Unreliable public transport, congested roads and a booming middle class make populous Indonesia one of the world’s largest motorcycle markets, and Japan’s Honda Motor wants a bigger slice of the pie.
With sales dropping in Europe and the US in recent years, Honda is eyeing a 60 percent stake in Indonesia’s market over the next decade, revving up the competition with its biggest rival, Yamaha.
“The potential demand for motorcycles in Indonesia is huge, and we’ll keep increasing production in line with consumers’ purchasing power,” Indonesia’s Astra Honda Motor communication head Kristanto said.
Honda and Yamaha are almost neck-and-neck. Honda served 46 percent of the market last year with 3.4 million sales units, and Yamaha served 45 percent at 3.3 million units. Together they supply almost 90 percent of demand.
Honda is hungry to capture 52 percent of the expected 8.2 million units this year, Kristanto said.
Yamaha is keeping cool despite Honda’s ambitions, with sales forecast to jump 6.3 percent this year.
“We are not going to worry. We’ll do our best and focus on our own strategy, especially giving customers the best service,” Yamaha Motor Kencana Indonesia spokesman Eko Prabowo said.
Automakers have been keen to tap the growing motorcycle market in Southeast Asia’s biggest economy, which has 240 million people. Indonesia’s motorcycle market is the world’s third-biggest after China and India.
National annual growth of private vehicle ownership has averaged 11 percent to 13 percent for the past decade, well above other developed countries, according to the University of Gadjah Mada.
“Daihatsu, Toyota, Nissan, they all want to have production plants here,” Indonesian Trade Minister Hatta Rajasa said.
However, Indonesia’s growing middle class is demanding far more motorcycles than cars — car sales last year topped 700,000, while motorcycle sales surpassed 7 million.
The average income for Indonesians has risen from US$650 in 2000 to about US$3,000 today, according to UN data.
“And with small loans available, a person can take home a motorcycle for only 500,000 rupiah [US$55] for the first installment,” Bahana Securities analyst Pandu Anugrah said.

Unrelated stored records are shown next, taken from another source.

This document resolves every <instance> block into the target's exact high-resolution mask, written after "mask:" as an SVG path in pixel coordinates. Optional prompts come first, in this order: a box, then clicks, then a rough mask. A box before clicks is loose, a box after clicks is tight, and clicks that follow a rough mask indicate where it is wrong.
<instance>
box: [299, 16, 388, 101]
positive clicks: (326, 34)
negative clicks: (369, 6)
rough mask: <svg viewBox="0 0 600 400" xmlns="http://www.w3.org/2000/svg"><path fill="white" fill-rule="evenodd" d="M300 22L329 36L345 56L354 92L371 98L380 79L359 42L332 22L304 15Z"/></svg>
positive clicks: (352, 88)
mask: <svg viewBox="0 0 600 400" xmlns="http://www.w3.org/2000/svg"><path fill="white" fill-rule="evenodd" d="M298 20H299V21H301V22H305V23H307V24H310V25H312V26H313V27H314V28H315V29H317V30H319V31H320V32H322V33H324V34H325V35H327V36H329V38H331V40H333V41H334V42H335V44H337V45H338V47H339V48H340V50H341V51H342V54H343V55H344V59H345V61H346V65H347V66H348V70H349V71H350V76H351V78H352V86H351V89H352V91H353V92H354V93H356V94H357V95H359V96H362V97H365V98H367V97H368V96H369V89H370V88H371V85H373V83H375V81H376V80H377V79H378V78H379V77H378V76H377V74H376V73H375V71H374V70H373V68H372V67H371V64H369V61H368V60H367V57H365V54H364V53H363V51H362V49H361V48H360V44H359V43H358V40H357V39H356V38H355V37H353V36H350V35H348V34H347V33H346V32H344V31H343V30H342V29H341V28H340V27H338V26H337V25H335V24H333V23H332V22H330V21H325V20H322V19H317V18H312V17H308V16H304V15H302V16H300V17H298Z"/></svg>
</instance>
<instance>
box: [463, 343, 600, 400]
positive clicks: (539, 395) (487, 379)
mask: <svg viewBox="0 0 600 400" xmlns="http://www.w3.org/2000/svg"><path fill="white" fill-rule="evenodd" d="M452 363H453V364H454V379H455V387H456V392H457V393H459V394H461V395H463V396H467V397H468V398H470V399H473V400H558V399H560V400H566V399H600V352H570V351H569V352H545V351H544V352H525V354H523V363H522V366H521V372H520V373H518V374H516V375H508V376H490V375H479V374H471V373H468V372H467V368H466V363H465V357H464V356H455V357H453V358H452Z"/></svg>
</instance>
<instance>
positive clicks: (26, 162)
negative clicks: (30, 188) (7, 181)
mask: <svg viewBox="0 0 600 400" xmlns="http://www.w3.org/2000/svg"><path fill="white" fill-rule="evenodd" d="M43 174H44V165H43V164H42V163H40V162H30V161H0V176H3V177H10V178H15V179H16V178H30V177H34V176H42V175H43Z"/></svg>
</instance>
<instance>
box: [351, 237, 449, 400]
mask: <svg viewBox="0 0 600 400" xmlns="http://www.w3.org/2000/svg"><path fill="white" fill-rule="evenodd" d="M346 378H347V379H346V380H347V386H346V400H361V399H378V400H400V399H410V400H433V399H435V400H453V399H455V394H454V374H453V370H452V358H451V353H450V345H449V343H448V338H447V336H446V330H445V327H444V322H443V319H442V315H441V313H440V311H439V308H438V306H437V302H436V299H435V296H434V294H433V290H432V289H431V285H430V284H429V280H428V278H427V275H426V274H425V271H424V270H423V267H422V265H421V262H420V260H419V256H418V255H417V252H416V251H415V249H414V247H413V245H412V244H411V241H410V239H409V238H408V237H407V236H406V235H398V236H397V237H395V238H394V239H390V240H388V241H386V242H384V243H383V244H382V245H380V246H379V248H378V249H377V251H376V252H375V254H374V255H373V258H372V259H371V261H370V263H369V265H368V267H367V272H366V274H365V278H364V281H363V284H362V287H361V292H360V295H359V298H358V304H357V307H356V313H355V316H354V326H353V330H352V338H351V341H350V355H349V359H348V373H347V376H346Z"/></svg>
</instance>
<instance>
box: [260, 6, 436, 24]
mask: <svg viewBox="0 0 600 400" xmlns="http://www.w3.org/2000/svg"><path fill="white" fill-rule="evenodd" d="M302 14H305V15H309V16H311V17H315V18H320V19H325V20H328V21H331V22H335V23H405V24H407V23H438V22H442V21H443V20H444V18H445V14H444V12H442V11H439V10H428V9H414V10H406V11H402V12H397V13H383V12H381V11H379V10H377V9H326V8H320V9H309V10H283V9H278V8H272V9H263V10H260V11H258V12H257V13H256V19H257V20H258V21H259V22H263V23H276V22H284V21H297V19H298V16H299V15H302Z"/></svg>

As more remote parts of the Indonesian archipelago develop, motorcycles are more common outside the densely populated Java island, where around two-thirds of the population live.

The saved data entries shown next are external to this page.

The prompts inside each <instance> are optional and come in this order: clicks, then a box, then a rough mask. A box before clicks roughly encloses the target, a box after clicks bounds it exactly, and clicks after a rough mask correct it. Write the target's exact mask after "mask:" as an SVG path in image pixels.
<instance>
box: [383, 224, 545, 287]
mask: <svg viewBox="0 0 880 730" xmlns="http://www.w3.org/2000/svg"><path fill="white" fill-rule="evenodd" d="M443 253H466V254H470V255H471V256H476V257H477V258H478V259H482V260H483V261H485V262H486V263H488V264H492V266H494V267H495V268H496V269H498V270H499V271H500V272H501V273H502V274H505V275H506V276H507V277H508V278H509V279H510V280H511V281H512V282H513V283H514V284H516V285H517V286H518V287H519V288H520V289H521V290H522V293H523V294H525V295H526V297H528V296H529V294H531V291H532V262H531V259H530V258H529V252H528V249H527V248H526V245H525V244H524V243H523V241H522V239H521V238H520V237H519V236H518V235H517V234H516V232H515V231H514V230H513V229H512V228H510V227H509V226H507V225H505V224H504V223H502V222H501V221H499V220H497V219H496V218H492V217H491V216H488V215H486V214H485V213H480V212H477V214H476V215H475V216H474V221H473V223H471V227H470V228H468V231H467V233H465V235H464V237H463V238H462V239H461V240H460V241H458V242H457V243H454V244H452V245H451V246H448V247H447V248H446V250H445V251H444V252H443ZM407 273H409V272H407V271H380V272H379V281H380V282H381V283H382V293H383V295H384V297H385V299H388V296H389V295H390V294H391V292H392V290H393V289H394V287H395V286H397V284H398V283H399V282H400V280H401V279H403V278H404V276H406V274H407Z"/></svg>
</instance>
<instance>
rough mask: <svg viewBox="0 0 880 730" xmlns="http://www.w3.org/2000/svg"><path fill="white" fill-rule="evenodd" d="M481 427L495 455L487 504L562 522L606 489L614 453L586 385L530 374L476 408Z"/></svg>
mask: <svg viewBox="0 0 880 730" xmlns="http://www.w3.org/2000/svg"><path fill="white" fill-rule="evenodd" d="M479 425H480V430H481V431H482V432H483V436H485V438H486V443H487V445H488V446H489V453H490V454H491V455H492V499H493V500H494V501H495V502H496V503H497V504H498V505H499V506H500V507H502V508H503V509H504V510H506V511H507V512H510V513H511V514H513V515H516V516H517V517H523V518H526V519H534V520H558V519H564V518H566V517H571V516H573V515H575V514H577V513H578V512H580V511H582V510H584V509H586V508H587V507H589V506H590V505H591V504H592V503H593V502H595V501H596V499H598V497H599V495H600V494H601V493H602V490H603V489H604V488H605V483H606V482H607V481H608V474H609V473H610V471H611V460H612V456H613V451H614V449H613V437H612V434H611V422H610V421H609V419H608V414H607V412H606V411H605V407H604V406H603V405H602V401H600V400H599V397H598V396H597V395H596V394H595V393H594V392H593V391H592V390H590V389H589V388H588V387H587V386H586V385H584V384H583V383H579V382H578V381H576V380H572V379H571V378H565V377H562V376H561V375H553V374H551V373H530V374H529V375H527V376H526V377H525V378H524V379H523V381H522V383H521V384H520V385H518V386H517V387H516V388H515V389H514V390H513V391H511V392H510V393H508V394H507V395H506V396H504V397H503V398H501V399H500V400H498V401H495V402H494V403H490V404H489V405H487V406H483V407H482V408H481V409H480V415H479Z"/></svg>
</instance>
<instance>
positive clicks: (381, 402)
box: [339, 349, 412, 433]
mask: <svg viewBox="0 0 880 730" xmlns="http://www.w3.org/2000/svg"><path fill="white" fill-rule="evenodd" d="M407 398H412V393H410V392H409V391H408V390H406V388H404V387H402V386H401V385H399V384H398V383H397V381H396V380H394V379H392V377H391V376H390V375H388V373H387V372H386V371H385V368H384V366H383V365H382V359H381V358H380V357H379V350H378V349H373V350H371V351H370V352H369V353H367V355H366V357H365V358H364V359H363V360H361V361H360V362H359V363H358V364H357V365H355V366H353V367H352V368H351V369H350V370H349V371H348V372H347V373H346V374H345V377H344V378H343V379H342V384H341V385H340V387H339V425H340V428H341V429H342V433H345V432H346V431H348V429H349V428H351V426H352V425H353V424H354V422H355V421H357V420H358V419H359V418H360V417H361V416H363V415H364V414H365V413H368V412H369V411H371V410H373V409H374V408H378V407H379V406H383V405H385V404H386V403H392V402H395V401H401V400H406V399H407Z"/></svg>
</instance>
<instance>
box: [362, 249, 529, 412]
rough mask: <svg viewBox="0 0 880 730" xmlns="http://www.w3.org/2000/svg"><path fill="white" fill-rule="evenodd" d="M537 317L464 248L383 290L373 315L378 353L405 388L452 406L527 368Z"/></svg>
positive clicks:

“Because of a boom in commodities, such as palm oil and coal, sales on Borneo island are also growing rapidly,” Anugrah said. “Indonesians also have a strong sense of ownership. So they are proud if they can buy or lease motorcycles of their own.”
Indonesia is one of the fastest-growing economies in the world. Its output expansion is expected to top 6 percent for this year and next.

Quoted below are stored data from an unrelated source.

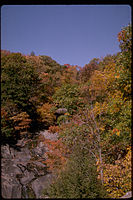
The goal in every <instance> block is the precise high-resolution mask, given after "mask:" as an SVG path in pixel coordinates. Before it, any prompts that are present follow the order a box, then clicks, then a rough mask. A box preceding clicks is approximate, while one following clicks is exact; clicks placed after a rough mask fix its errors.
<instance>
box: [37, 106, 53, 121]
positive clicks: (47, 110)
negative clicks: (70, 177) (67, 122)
mask: <svg viewBox="0 0 133 200" xmlns="http://www.w3.org/2000/svg"><path fill="white" fill-rule="evenodd" d="M52 107H53V105H52V104H49V103H45V104H43V105H42V106H40V107H39V108H38V109H37V112H38V113H39V115H40V121H41V122H44V123H45V124H46V125H51V124H53V122H54V120H55V115H54V113H53V112H52V111H51V109H52Z"/></svg>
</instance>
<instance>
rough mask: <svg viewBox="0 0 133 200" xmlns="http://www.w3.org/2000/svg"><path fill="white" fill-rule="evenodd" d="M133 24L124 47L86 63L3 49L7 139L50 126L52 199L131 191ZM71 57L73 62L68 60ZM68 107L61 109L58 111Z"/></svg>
mask: <svg viewBox="0 0 133 200" xmlns="http://www.w3.org/2000/svg"><path fill="white" fill-rule="evenodd" d="M131 28H132V27H131V25H129V26H127V27H123V29H122V30H121V32H119V33H118V41H119V46H120V49H121V51H120V52H118V53H117V54H114V55H107V56H105V57H104V58H101V59H99V58H94V59H93V60H91V61H90V62H89V63H88V64H86V65H85V66H84V67H82V68H81V67H80V66H77V65H69V64H64V65H60V64H59V63H57V62H56V61H55V60H53V59H52V58H51V57H49V56H46V55H42V56H36V55H35V54H34V52H32V53H31V54H30V55H23V54H21V53H11V52H9V51H6V50H1V140H2V144H3V145H4V144H9V145H10V146H13V145H15V144H16V142H17V140H18V139H22V138H27V139H28V138H30V139H33V138H34V136H35V132H36V131H38V130H44V129H47V130H48V131H50V132H52V133H54V134H55V133H58V135H59V138H58V140H57V141H50V140H48V139H47V140H44V141H43V142H44V143H46V144H47V146H48V148H49V151H48V152H47V159H46V161H44V162H45V164H46V165H47V168H48V170H49V172H52V173H54V174H55V177H56V178H55V179H54V181H53V183H52V184H51V185H50V186H49V187H48V188H47V189H46V190H44V194H46V195H47V196H49V197H51V198H104V197H108V198H118V197H121V196H122V195H124V194H125V193H126V192H128V191H131V60H132V59H131V44H132V38H131V36H132V32H131ZM68 62H69V61H68ZM59 109H60V110H65V112H64V113H63V114H57V112H56V111H57V110H59Z"/></svg>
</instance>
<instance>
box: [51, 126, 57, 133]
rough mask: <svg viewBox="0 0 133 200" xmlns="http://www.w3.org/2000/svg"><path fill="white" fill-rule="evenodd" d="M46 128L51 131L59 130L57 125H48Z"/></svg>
mask: <svg viewBox="0 0 133 200" xmlns="http://www.w3.org/2000/svg"><path fill="white" fill-rule="evenodd" d="M48 130H49V132H52V133H56V132H59V126H50V127H49V129H48Z"/></svg>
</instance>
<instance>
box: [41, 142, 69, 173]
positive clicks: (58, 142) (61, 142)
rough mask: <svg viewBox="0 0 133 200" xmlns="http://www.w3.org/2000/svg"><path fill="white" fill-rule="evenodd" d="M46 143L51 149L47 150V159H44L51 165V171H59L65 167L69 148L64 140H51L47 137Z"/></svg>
mask: <svg viewBox="0 0 133 200" xmlns="http://www.w3.org/2000/svg"><path fill="white" fill-rule="evenodd" d="M45 144H46V145H47V147H48V149H49V151H48V152H46V155H47V159H46V161H43V162H44V163H46V164H47V166H48V167H49V171H59V170H60V169H63V168H64V166H65V164H66V161H67V159H66V153H67V152H68V150H67V148H66V147H65V146H64V144H63V143H62V140H61V139H59V140H57V141H51V140H48V139H45Z"/></svg>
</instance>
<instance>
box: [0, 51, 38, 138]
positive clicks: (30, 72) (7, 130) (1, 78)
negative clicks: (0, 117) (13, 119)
mask: <svg viewBox="0 0 133 200" xmlns="http://www.w3.org/2000/svg"><path fill="white" fill-rule="evenodd" d="M1 63H2V77H1V92H2V95H1V105H2V108H3V109H4V110H5V112H7V116H8V118H9V119H8V120H5V119H4V116H2V119H3V120H2V135H3V136H5V137H9V135H11V134H13V133H12V131H14V130H13V126H12V125H11V122H10V121H11V120H10V118H11V117H13V116H15V115H17V114H18V113H20V112H22V111H26V112H27V113H28V114H30V115H32V116H31V117H33V113H34V111H33V110H32V109H33V107H34V106H33V103H32V100H31V98H33V97H34V96H35V95H37V87H38V85H39V79H38V75H37V74H36V72H35V71H34V68H33V66H32V65H30V64H28V63H27V61H26V59H25V57H24V56H22V55H21V54H20V53H11V54H8V55H5V56H3V57H2V60H1ZM5 123H6V124H8V126H5ZM9 124H10V125H9ZM5 127H8V128H5Z"/></svg>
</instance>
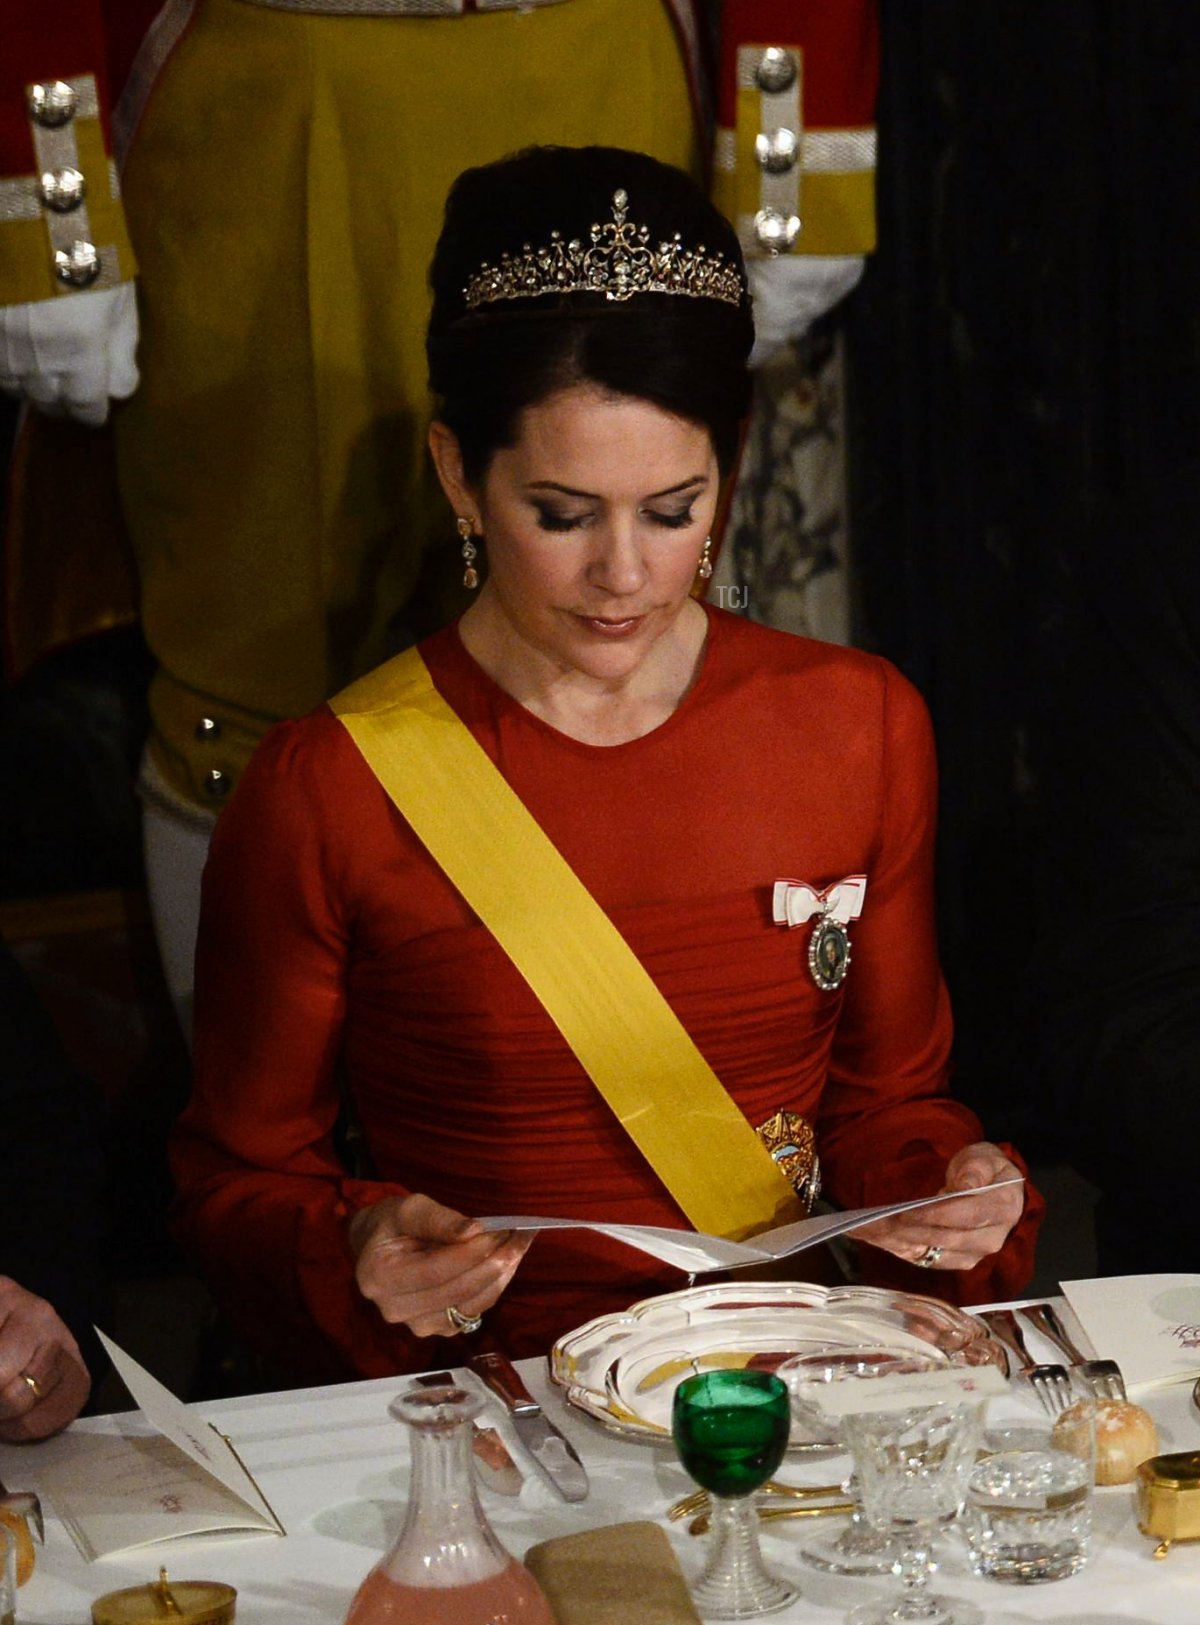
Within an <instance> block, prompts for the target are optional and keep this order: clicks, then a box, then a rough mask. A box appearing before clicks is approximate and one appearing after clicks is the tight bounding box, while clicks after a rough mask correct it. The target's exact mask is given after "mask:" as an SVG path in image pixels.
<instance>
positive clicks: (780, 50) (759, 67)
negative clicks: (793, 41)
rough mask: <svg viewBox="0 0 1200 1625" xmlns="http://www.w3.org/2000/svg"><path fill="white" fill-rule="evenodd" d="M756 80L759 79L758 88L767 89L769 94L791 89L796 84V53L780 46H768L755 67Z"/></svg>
mask: <svg viewBox="0 0 1200 1625" xmlns="http://www.w3.org/2000/svg"><path fill="white" fill-rule="evenodd" d="M754 80H756V81H758V88H759V89H761V91H766V93H767V96H777V94H779V93H780V91H790V89H792V86H793V85H795V55H793V54H792V52H790V50H784V49H782V47H780V45H767V49H766V50H764V52H763V60H761V62H759V65H758V67H756V68H754Z"/></svg>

Despite rapid development, slow progress on transport infrastructure makes commuting in Jakarta unpleasant and inconvenient. Motorcycles and motorcycle taxis, known as ojek, are an affordable alternative to public buses and trains, which often run inconvenient routes and are overcrowded during peak hours.
Poor road planning and management, which has created a persistent traffic problem in Jakarta, costs the economy more than US$3 billion a year, according to the University of Indonesia, and is deterring foreign investment.
Traffic has become a problem for other major cities as well, including Yogyakarta and Surabaya, both on Java — but the country’s curse is Honda’s blessing.
“We’ll keep producing practical transportation as a solution for this problem for people of all levels in this country,” Kristanto said.